There we go!  It might have taken five tunes and halfway into the album, but “El Peligro De La Gente” is basically what I’ve been searching for on Memorias De Crónicas Futuras in terms of memorable sound.  This is the breakthrough we’ve been hoping to find, and this song goes on to significantly alter the direction this record was on in the most positive way.  They’ve got excellent ideas on display here, straight-up remarkable depth in their dynamics once again, one of the absolute best performances you’ll hear in their vocals of any song in their catalog and especially on this record, and it’s a fairly unique tune as well – you can’t ask for much more than that, am I right?  “El Peligro De La Gente” highlights how well this band plays together when they’re fully invested in the substance and know they’re onto something special…of the first five tracks on this album, there’s not a doubt in my mind that this cut would make the biggest impact on the people out there listening.  It’s got it all…from the swell of the low-end, to the brightness of the synth additions, to the perfect performance from the band all-around, “El Peligro De La Gente” is as tight as tight can be.

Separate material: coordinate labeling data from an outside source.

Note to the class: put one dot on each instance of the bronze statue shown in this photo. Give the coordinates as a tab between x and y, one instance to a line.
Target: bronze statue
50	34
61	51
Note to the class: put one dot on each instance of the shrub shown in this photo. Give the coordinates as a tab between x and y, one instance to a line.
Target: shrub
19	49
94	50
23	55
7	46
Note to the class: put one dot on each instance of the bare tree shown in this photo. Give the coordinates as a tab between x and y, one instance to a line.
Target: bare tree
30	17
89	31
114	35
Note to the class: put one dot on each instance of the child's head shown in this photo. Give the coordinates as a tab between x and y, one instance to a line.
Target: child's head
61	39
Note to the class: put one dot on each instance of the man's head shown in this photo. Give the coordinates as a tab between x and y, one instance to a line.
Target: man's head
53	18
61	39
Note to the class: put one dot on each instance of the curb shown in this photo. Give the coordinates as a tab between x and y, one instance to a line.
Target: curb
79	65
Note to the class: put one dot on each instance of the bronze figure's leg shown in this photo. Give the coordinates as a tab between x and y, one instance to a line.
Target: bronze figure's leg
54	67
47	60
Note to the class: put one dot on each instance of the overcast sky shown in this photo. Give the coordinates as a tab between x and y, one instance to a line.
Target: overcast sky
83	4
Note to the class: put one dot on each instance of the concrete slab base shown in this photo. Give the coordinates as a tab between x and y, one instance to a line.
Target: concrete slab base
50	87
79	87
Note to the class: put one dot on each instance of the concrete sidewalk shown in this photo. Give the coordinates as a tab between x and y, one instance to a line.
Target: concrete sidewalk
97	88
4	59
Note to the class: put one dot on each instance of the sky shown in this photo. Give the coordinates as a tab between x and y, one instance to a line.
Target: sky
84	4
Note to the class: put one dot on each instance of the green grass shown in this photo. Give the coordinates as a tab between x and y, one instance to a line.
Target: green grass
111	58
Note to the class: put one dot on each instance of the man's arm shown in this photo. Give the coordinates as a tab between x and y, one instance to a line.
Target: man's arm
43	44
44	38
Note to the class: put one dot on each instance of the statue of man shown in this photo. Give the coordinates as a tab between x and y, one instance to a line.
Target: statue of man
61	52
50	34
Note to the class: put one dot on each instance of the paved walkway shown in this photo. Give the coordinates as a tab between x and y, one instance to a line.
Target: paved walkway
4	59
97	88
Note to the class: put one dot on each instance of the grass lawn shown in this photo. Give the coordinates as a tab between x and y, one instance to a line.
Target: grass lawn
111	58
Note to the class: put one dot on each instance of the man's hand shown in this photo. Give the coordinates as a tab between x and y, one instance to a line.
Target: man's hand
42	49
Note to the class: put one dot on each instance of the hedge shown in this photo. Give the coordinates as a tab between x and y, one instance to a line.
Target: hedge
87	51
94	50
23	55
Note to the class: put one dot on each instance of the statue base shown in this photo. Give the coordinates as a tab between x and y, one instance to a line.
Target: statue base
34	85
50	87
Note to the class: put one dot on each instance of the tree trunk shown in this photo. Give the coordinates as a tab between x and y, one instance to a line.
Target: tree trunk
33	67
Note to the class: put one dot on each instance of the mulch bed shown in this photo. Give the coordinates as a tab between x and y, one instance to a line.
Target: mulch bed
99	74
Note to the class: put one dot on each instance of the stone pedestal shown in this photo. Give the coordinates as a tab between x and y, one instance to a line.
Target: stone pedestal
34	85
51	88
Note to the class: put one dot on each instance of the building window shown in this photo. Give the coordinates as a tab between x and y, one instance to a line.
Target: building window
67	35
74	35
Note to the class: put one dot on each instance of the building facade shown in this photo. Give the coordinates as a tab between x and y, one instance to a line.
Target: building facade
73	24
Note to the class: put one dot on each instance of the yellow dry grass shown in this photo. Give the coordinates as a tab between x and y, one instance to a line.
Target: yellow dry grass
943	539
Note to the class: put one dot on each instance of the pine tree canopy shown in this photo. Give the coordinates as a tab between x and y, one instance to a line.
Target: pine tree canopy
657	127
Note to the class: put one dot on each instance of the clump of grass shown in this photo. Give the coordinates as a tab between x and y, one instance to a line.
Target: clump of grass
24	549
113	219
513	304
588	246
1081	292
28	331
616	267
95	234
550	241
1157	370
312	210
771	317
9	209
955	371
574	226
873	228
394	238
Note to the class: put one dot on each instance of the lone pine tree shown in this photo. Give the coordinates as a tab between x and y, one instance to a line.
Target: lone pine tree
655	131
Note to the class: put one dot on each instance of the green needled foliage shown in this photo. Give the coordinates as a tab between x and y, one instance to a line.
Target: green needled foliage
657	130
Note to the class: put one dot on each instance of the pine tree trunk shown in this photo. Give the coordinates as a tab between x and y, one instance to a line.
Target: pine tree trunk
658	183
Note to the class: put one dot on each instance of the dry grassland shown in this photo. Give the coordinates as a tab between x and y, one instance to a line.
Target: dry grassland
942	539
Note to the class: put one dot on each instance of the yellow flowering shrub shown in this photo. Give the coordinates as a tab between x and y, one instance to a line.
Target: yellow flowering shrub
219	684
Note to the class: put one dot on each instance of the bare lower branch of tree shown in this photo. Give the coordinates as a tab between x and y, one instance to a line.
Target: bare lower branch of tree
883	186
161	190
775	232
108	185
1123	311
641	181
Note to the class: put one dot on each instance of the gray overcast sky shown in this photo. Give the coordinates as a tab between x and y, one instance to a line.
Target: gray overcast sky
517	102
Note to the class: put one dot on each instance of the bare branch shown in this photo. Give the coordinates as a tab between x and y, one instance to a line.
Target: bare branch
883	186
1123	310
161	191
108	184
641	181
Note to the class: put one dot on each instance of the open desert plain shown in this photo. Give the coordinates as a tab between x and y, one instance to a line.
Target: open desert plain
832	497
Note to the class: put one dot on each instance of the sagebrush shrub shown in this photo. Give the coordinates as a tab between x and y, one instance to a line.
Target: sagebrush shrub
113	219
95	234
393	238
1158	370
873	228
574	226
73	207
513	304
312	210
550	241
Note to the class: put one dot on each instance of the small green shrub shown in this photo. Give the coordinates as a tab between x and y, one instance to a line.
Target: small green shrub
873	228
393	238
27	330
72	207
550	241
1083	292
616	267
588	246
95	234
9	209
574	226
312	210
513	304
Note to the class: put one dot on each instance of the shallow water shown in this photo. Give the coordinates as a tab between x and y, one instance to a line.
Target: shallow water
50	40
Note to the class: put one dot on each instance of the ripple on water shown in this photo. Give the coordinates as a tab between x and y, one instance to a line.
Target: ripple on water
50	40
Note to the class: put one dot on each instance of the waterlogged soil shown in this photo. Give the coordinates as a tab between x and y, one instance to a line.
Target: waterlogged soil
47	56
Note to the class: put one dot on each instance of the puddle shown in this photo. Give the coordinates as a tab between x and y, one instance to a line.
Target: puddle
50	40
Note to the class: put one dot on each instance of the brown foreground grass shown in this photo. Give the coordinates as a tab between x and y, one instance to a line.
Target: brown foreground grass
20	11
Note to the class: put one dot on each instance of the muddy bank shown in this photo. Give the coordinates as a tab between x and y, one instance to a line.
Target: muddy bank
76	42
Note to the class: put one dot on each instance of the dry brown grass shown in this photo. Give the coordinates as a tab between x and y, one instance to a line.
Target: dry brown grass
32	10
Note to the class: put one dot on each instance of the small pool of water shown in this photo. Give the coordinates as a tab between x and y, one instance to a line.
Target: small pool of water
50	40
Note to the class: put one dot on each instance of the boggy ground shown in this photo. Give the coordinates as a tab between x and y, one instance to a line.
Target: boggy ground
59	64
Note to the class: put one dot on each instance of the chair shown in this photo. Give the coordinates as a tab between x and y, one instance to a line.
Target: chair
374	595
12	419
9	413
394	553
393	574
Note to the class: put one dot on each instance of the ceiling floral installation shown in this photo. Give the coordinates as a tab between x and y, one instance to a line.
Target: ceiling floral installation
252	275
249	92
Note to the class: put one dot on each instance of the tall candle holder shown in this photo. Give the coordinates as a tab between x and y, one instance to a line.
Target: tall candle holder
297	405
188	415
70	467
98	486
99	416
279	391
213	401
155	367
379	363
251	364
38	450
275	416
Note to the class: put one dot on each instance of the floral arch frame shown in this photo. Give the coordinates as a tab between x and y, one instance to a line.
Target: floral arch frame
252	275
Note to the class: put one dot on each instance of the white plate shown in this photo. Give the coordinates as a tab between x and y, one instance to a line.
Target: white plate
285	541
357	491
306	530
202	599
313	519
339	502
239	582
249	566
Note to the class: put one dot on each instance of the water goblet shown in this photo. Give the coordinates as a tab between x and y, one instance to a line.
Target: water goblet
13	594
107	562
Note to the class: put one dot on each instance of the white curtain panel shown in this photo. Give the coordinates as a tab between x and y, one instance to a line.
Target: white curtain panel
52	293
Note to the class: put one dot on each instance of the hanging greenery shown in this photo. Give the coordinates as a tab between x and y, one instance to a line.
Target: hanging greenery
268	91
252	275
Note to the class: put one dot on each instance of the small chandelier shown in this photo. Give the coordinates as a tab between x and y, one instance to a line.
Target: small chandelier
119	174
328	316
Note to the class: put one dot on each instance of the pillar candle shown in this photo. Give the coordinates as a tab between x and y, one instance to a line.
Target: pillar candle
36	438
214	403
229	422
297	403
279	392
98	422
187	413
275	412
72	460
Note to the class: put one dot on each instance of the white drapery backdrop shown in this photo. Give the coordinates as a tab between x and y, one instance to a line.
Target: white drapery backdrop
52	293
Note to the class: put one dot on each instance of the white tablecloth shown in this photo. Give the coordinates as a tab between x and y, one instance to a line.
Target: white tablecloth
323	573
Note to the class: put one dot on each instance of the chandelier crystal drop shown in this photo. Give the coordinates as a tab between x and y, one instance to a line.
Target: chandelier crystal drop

The low rumble of “Por Tu Ausencia” also made for a real highlight on this record as well, in my opinion.  I’ll fully admit, right from the very start of this nearly six-minute tune, it feels like “Por Tu Ausencia” has the most significant room to evolve and grow – and it’s actually quite surprising that the band seems to choose to go in the opposite direction instead, leaning right into the sameness within the sound of this song.  Normally, I’d probably not recommend that any band or artist would go this route, especially within a timeframe as long as this one is – but somehow, Horizonte Lied pulled this moment off with pure insightful brilliance and unbreakable commitment to the moment…and yes, I dig that.  For example – when we heard more questionable moments at the start of this record, it makes us feel like there’s a bit of a lack of confidence or preparation in the material on the listening end – but when you hear the unwavering commitment in a song like “Por Tu Ausencia,” you have to applaud it for the exact opposite reasons.  This is what it sounds like when the band knows what they wanna get out of every inch of a song, and it’s a true testament to how fascinating the vibe of Horizonte Lied can be at its absolute finest.  I also felt like this subtle track on the album set them up perfectly for one of the most dynamic to follow.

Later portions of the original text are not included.